An iconic shopping outlet for Chinese crypto miners has fallen under an eerie shroud of silence as the nation’s mining industry screeches to an abrupt halt.

The Beijing-led crackdown on mining has seen many of the nation’s key crypto mining provinces stamp out industrial mining, with further sanctions placed on crypto-related banking.

All this has led to a sharp decline in hardware sales across the nation. World Finance Chain (via Jinse) reported that prices of certain pieces of mining hardware had fallen by up to 50%. The media outlet reported that graphics cards have become “severely unsaleable,” to the extent that “no one cares, even if prices are cut.”

While it was hard to even find graphics cards a few months ago, there now appears to be a surplus of GPUs, particularly with many looking to sell their hardware on the second-hand market.
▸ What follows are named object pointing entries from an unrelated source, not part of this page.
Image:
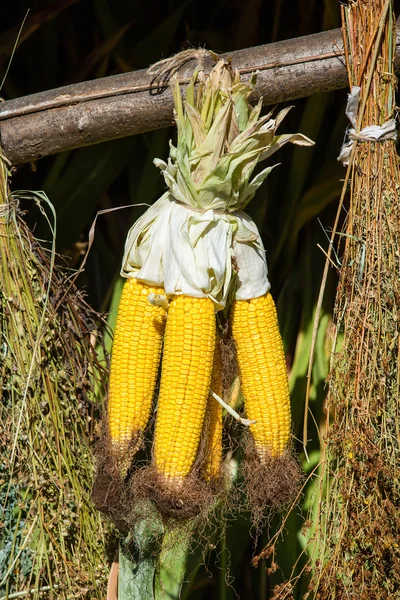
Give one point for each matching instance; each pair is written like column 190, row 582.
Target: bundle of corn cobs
column 193, row 261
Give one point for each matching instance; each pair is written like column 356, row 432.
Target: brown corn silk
column 358, row 528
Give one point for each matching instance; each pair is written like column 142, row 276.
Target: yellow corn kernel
column 185, row 382
column 213, row 456
column 262, row 370
column 134, row 365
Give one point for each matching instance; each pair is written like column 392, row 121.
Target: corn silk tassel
column 198, row 246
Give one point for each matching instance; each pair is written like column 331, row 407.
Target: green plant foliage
column 293, row 209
The report’s author reported from the SEG Plaza in Shenzhen, the city’s fifth-tallest skyscraper, located at the heart of the busy Huaqiangbei electronics district.

The fifth and sixth floors of the plaza have traditionally been devoted to crypto mining hardware retail, and until very recently, were a veritable hive of activity. Just a few months ago, the plaza’s mining retailers could only offer buyers empty boxes to look at, complaining that there simply were not enough GPUs available to meet demand – particularly as the global semiconductor crisis continues to bite.

Now, the media outlet explained, the two floors have become something of a ghost town, despite the fact that plenty of stock is now sitting on their shelves.

Some stall owners originally from other parts of the country have closed down their outlets for good and “returned to their hometowns.”

In addition to plummeting GPU prices, mining-grade servers have fallen in price, also by around half. And the same goes for memory-related products.

A few months ago, an enterprise-class 16T hard drive would have set a buyer back around USD 8,200, and such devices were “often out of stock and had to be ordered in advance.” Today, the price of that same 16T unit has fallen to just under USD 3,100.

The outlet added the price drops were “inseparable” from China’s “tightening of mining policies” and “increased strengthening of regulation in the mining sector.”

It concluded that the end of the mining industry in China was now a “foregone conclusion.”